So beginnt "Enfant terrible", inszeniert vom 61-jährigen Oskar Roehler, der seinen ersten Fassbinder-Film als Zwölfjähriger sah und sagt, dieser habe sich wie "ein Geschoss" in sein Herz gebohrt. Und wie setzt Roehler ("Die Unberührbare", 2000, "Quellen des Lebens", 2013), der sich im aktuellen deutschen Kino ja selber als schreckliches Kind aufführt, seine Fassbinder-Hommage um? Banal gefragt: Hat er einen Film über Fassbinder gedreht oder wollte er einen Fassbinder-Film drehen? Die Antwort: Roehler hat beides versucht. Sein komplett im Studio und in teils gemalten Kulissen inszenierter und theaterhaft farbig ausgeleuchteter Film – dieses signalhafte Rot! – erinnert in seiner Stilisierung an manche Fassbinder-Werke, vor allem an "Querelle" (1982), dessen Uraufführung der Regisseur nicht mehr erlebte. Was aber die Schauspieler angeht und vor allem den Fassbinder-Darsteller Oliver Masucci: Bei ihnen will Roehler nicht Abstand, sondern Nähe und setzt deshalb auf größtmögliche physische Ähnlichkeit.
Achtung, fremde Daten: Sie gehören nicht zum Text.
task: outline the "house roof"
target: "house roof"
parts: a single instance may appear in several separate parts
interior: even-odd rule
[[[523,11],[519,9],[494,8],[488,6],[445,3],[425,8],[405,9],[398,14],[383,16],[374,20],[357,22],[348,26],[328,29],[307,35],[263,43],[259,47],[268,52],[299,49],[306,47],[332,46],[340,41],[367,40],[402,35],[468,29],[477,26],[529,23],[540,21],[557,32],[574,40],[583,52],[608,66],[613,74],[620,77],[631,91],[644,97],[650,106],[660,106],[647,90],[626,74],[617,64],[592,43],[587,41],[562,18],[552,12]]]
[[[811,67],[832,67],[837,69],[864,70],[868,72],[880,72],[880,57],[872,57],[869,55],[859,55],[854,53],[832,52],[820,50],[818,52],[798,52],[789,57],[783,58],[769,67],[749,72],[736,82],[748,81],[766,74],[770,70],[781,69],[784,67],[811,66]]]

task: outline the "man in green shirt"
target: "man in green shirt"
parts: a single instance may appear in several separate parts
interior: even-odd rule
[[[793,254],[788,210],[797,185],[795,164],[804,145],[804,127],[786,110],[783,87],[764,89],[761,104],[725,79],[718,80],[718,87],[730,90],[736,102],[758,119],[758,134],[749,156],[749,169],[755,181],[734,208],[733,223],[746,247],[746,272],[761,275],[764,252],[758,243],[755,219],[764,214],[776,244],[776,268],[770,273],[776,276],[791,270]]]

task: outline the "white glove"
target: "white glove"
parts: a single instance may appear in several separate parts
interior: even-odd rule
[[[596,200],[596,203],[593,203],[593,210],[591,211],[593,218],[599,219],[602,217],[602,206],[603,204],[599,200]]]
Wie ein Täter Geschichten über seine Taten dreht
Oliver Masucci ("Er ist wieder da!", 2015) ist zwar einen Kopf größer als Fassbinder und um einiges älter als dieser damals war, aber die Maske hat ihm dessen Physiognomie verpasst und er selber sich dessen Gestik, Mimik und Manierismen angeeignet, die das Vorbild zur jederzeit wiedererkennbaren Marke machten. Dieser schleppend-bedrohliche Sprachduktus zum Beispiel, die zelebrierte Ruhe, die immer eine vor dem Sturm war, der plötzliche Ausbruch in herrisches Gebrüll, das verächtliche Lächeln oder die sadistische Freude an Demütigungen. "Wenn du Fleisch isst, schlaf' ich heute Nacht mit dir!", verspricht er vor versammelter Crew einem Schauspieler, Ex-Lover und Vegetarier, und weidet sich dann an dessen verzweifeltem Versuch. Und als Hanna Schygulla (Frida-Lovisa Hamann) ihn bei den Dreharbeiten zu seinem Kinoerstling "Liebe ist kälter als der Tod" fragt: "Warum schlägst du mich?", antwortet er herablassend: "Weil's dir offenbar zu gut geht."